Kathy Czepiel’s beautiful new novel talks about sacrifice, women’s lives…and violets

A Violet Season

Kathy Leonard Czepiel is the author of A Violet Season, a historical novel set on a Hudson Valley violet farm on the eve of the twentieth century.

She is the recipient of a 2012 creative writing fellowship from the National Endowment for the Arts, and her short fiction has appeared in numerous literary journals including Cimarron Review, Indiana Review, CALYX, Confrontation, and The Pinch. Czepiel teaches in the First-Year Writing Program at Quinnipiac University in Hamden, where she lives with her husband and their two daughters.

Photo by Chris Volpe

Come and hear her talk about the history of the violet industry and listen to excerpts from her novel at New Haven’s Mitchell Library in Westville on Monday, October 29th at 6:30 p.m.
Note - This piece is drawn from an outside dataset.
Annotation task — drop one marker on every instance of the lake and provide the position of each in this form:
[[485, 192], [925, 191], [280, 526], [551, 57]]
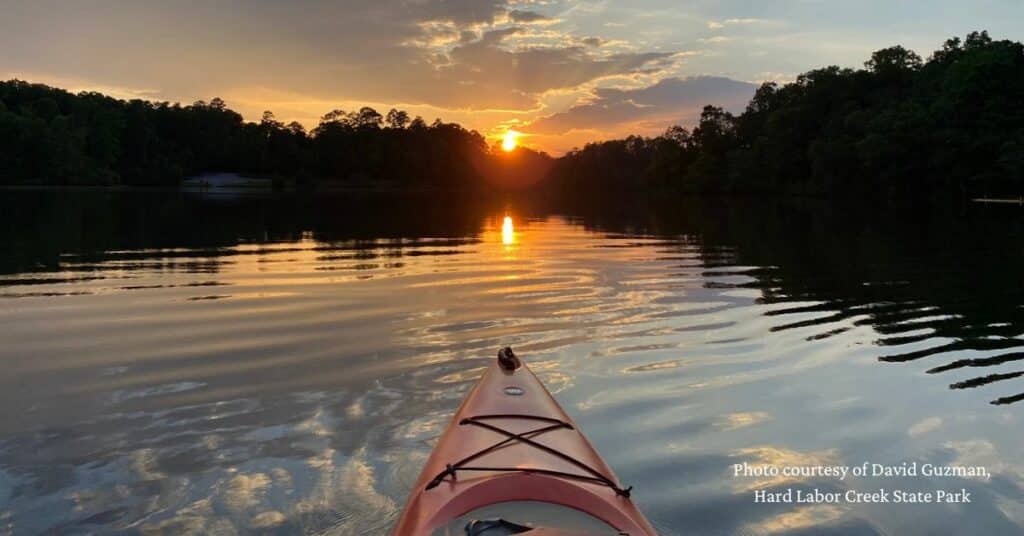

Tell us about your new book.

A Violet Season is set on a Hudson Valley violet farm operated by three brothers at the turn of the twentieth century. Ida Fletcher, who is married to the black sheep youngest brother, has taken up wet nursing to help pay the bills, and her teenage daughter, Alice, has been forced to leave school for work. The novel tells the story of the increasingly great sacrifices that Ida and Alice make for their family’s survival, and the way those sacrifices unintentionally set them against one another and affect the rest of their lives. I wrote the novel in part because I grew up in the mid-Hudson Valley, which was once known as “The Violet Capital of the World,” though there is little remaining evidence of that industry today. I wanted to bring that piece of my hometown’s history back to life. But the story is also about women’s lives at the turn of the century, their relationships with men, their work, and the start of their journey toward more independence.

If you weren’t a writer, what job would you like to do?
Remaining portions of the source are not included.